I could stand in the middle of Fifth Avenue and shoot somebody, and I wouldn't lose any voters, okay? It's like, incredible.

It's true. For once, he made a true fucking statement. I would, however, add an asterisk to "somebody." Somebody would have to be a person of color, woman, immigrant, or other marginalized group. Somebody couldn't be another white man. Shooting another white man might cause problems for him.

The scene with Al Parker at the end of the episode is a visual depiction of oppression. Robin has been emotionally manipulated and sexually assualted by this man. She knows he abuses children and profits from it. She's had to deal with the emotional trauma of shooting him, even though it was the right move. And now, she's being forced to defend herself in front of a bunch of people who don't even pretend to be on her side. If you need a reminder, here's how the conversation with Paul Chen, the Chief Police Council, went down:

Adrian: [After introducing Paul] He's got a bit of a delicate question in preparation for Thursday.
Robin: What? Did I have a relationship with my superintendent?
Adrian: Actually, that's about right.
Paul: Hello Robin. Sorry about that. He's really insistent on this point... so, before I answer back in proceedings, I just need to know --
Robin: No, I didn't. I told Adrian.
Paul: So it's complete horseshit that you stayed over in the lake view master bedroom one night?
Robin: There was no intimacy. He put Rohypnol in my wine. I have no memory of the night. Just waking up.
Paul: That's a worry. If you were unconscious, he can invent anything.
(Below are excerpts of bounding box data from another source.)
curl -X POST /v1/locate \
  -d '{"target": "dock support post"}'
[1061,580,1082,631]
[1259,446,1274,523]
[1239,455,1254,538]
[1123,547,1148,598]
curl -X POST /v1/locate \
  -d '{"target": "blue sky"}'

If this scene doesn't make you want to scream, something is wrong. Imagine what it's like to spend your entire life having some version of the inane conversation above. If you're a woman or person of color, I'm sure you don't have to imagine anything because you've experience it firsthand. Your words and actions don't matter. Why even say anything? They're just going to be manipulated and used against you, anyway. Robin knows this. It's partially the reason why she's barely keeping her shit together, constantly falling apart at the seams. It's hilarious, really... because Robin is actually the most together character on "Top of the Lake."

Remember when Isadore tells Pyke and Julia that Puss's story is best read as an allegory? So is "Top of the Lake." If you haven't realized this by now, you should probably just stop watching the show.

Random observations:

  • "Shove your conventions and your respectability up your cunt, Julia, where nothing ever has lived, where everything dies." This is a BRUTAL thing to say to your adoptive mother, but damn... what a line.
  • Other awful men in this episode: the cop who won't stop harassing Robin for sex, and the IVF doctor who tells Robin, "At 40, you might change your mind," when she says she doesn't want to have a baby. Oh, and we can't forget the group of cops that make fun of the mentally ill woman wandering the streets, looking for her baby.
  • Mary tells Robin that Puss, "is so much more interested in empowering women than he is in sex." This is literally true of no man. Sorry. Only a moronic teenager would say such a thing.
  • In case it wasn't obvious, it is not a human right to have a baby. Also, guy, your wife's mental illness isn't going to go away once she gets a baby. Are you out of your goddamn mind?
  • I would be happy to receive a Breville sandwich toaster as a gift.
  • So... are Miranda and Adrian using a surrogate from Cinnamon's brothel?